May 09, 2016
Private Fund Disputes Alert
Author(s): Jonathan Sablone
Late last week, U.S. District Court Judge Victor Marrero issued a final judgment and order of dismissal with prejudice in the Madoff feeder fund class action Anwar, et al. v. Fairfield Greenwich Limited, et al., No. 09-CV-118 (S.D.N.Y.). The case had come to an abrupt close in January, on the eve of trial, when the sole remaining defendants, two entities associated with Pricewaterhouse-Coopers LLP (“PWC”), agreed to pay $55 million to settle all claims against them.
The Anwar case is now finally concluded, after seven and a half years of litigation. Anwar was a consolidated proceeding against four groups of defendants that provided auditing and hedge fund administration and management services to a class of plaintiffs whose investments were obliterated by the Madoff Ponzi scheme. Defendants were entities and individuals associated with PWC, Fairfield Greenwich Group (“FGG”), Citco Group Ltd (Citco”) and GlobeOp Financial Services LLC (“GlobeOp”). Investors accused the defendants of collecting hundreds of millions of dollars in fees for their services, all the while ignoring warning signs that should have alerted them to the existence of Madoff’s fraud. Plaintiffs—nearly 1000 in the class—alleged they lost at least $7.5 billion.
This settlement brought the total recovered by the Anwar plaintiffs to $235 million. Of the $55 million settlement against PWC, plaintiff’s counsel were awarded $16.5 million, plus $1.8 million in expenses (plus interest on both).
In his order, Judge Marrero stated that the prerequisites for a class action under Rules 23(a) and 23(b)(3) of the Federal Rules of Civil Procedure were met: (a) numerosity such that joinder is impracticable, (b) common questions of law and fact that predominate over individual questions, (c) the claims of Pasha and Julia Anwar are typical of the claims of the settlement class, (d) the Anwars fairly and adequately represent the class, and (e) a class action is the best way to fairly and efficiently adjudicate the action.
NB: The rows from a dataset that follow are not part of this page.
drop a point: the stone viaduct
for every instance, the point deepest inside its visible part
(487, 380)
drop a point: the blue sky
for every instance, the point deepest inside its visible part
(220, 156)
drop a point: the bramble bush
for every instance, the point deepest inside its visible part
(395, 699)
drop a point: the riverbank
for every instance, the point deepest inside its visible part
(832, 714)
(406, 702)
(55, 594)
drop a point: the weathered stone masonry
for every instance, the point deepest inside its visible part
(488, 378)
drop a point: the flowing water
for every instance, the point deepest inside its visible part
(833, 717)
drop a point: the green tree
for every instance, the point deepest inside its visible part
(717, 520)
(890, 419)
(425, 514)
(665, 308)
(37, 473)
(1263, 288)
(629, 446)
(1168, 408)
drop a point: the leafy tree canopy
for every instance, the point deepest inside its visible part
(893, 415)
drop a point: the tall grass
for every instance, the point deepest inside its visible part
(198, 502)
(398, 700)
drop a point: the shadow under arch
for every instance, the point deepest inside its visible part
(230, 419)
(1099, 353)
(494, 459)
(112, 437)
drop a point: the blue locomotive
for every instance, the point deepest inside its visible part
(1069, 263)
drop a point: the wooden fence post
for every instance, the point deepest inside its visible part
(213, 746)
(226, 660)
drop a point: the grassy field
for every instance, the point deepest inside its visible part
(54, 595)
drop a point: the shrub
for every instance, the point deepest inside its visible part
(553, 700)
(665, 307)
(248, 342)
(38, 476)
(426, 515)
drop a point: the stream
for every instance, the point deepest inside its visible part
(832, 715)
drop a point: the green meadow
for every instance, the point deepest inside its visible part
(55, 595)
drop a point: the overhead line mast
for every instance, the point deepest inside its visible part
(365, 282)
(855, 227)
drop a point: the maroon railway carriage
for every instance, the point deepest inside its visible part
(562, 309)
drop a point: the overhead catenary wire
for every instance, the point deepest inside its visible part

He characterized the class as “Persons who were Beneficial Owners of shares or limited partnership interests in the Funds as of December 10, 2008 . . . and who suffered a Net Loss of principal invested in the Funds,” with certain limited exceptions.
Judge Marrero further stated that the settlement had “overwhelming” support of class members, despite the fact that a number of plaintiffs have opted out of the settlement in favor of ongoing litigation against PwC in the Netherlands. There, the case is before the Court of Appeals of Amsterdam. Recently, some 700 investors were granted access to PWC’s files related to the audits it performed on Fairfield Sentry’s financial statements over the financial years 2003, 2004 and 2005.
The class action mechanism is one of a handful of avenues of recovery for Madoff victims, each with its own set of benefits and drawbacks in terms of cost and timeline. To date, some $11 billion has been recovered on behalf of investors by the SIPA Trustee, Irving H. Picard. Single plaintiff litigation is also ongoing, and eventually the Madoff Victim Fund, which currently holds $2.23 billion in forfeitures obtained by the United States Attorney's Office for the Southern District of New York in cases related to the BLMIS Ponzi scheme, will distribute monies based on claims submitted to the fund.